Kaba, an “Activist-in-Residence” at the Center for Research on Women at Barnard College, read from an essay she wrote about a conversation over lunch she had with Monica, an 18-year-old mother who had just been released from prison. Monica is not interested in following the long list of rules that are supposed to govern her life on parole, Kaba said, and even if she were, the cards were stacked against her from the minute she became free. For example, she is supposed to go back to high school, but many schools will not readmit a student who has been involved in the prison system. She has no money, and she will have difficulty getting a job. She makes clear to Kaba that she will continue her pre-prison life of “struggling, hustling and surviving” to feed herself and her family.

Every parole story is unique, but, Kaba said, Monica’s story exemplifies the systemic problems with the prison industrial complex in the United States that threaten incarcerated youth and adults with “premature death.” These problems start at school, where some students are marginalized by “irrelevant curriculum” and “complete and utter racism of some of the educators.” Many students become disengaged in school and fall victim to “excessive expulsions, detentions and arrests on school campuses.” Many young people who serve time in prison never get back to school, given the hurdles put before them by the parole system. Kaba believes the school-to-prison pipeline and the prison and parole systems simply revisit violence on young people who have already experienced it in one form or another.

The solution also lies not just in abolishing the prison system, she said, but in building in its place community-based organizations that provide support and accountability for all parties involved in violence. NIA engages young people in “life affirming,” creative activities such as hip-hop cyphers, designed to build support for young people and families in their communities and encourage them to see themselves as “people with agency.”

The most important feature of what Kaba calls “transformative justice” organizations for young people is leadership by young people themselves and a base in the community rather than in a profession or a bureaucracy.

Academic Festival 2019

The day included an extensive lineup of presentations, panels and other events featuring TC faculty, students, alumni and staff.
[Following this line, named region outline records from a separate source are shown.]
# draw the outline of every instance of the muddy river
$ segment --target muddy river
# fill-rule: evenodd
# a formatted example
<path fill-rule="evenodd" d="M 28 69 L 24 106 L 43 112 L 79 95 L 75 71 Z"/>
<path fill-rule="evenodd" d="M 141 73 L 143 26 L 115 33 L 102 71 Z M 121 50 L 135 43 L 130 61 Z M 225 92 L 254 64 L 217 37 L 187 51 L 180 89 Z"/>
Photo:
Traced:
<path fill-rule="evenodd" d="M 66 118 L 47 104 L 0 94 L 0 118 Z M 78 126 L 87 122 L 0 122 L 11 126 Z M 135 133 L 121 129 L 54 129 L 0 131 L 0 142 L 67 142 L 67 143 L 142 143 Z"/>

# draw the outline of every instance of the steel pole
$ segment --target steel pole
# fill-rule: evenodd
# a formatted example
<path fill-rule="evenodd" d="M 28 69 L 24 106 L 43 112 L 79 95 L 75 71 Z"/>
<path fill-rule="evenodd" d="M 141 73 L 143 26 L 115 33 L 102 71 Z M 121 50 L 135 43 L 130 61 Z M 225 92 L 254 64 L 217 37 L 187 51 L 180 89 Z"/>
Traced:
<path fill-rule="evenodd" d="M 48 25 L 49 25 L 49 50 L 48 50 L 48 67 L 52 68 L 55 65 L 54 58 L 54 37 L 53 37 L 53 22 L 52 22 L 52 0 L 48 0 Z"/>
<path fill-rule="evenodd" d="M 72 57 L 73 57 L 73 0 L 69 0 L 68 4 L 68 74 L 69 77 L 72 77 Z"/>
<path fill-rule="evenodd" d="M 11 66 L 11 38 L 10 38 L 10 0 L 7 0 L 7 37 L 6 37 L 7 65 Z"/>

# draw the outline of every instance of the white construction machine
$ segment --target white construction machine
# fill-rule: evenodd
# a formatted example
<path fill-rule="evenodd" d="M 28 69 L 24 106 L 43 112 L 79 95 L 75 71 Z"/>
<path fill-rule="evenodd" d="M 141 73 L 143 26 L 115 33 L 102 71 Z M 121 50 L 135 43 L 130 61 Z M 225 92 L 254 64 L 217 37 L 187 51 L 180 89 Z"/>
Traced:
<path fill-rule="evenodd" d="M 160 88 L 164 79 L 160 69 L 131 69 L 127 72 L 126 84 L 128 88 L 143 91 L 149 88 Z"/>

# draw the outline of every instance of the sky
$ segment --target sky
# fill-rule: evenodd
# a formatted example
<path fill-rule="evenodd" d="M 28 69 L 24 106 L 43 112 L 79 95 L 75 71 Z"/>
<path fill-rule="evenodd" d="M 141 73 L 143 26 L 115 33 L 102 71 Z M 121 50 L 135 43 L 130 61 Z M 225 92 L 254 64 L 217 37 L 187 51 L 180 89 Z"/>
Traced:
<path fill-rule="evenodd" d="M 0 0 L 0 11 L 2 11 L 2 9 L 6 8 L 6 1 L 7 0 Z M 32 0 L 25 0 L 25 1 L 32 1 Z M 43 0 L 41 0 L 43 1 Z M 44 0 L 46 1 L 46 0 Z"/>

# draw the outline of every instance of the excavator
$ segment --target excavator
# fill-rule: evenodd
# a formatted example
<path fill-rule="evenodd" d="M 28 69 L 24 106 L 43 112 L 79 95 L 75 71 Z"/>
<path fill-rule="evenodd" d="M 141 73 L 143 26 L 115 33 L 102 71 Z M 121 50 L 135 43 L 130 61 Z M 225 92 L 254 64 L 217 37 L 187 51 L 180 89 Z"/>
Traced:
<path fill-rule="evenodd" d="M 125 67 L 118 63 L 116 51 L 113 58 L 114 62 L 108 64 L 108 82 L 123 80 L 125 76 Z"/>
“Start where you are, start with your people,” she said. “Think about what’s in your community and how you can contribute to it.”

Park summarized her study at Voices, an after-school program for ages 7 through 16 in several locations in New York City. Voices is a court-mandated alternative to detention where children can develop tools for self-care and to care for one another, by participating in extracurricular activities that might be found in any well-resourced school, such as art, theater, sports, photography and video instruction, and in town-style meetings at which participants can plan activities and projects and suggest new ones.

Park found that Voices helps participants develop their own voices and sense of agency. More important, she suggested, the “care framework” at Voices “could help us to reimagine and restructure” schools themselves, to become safe havens in the “physical, mental and emotional sense” and beyond.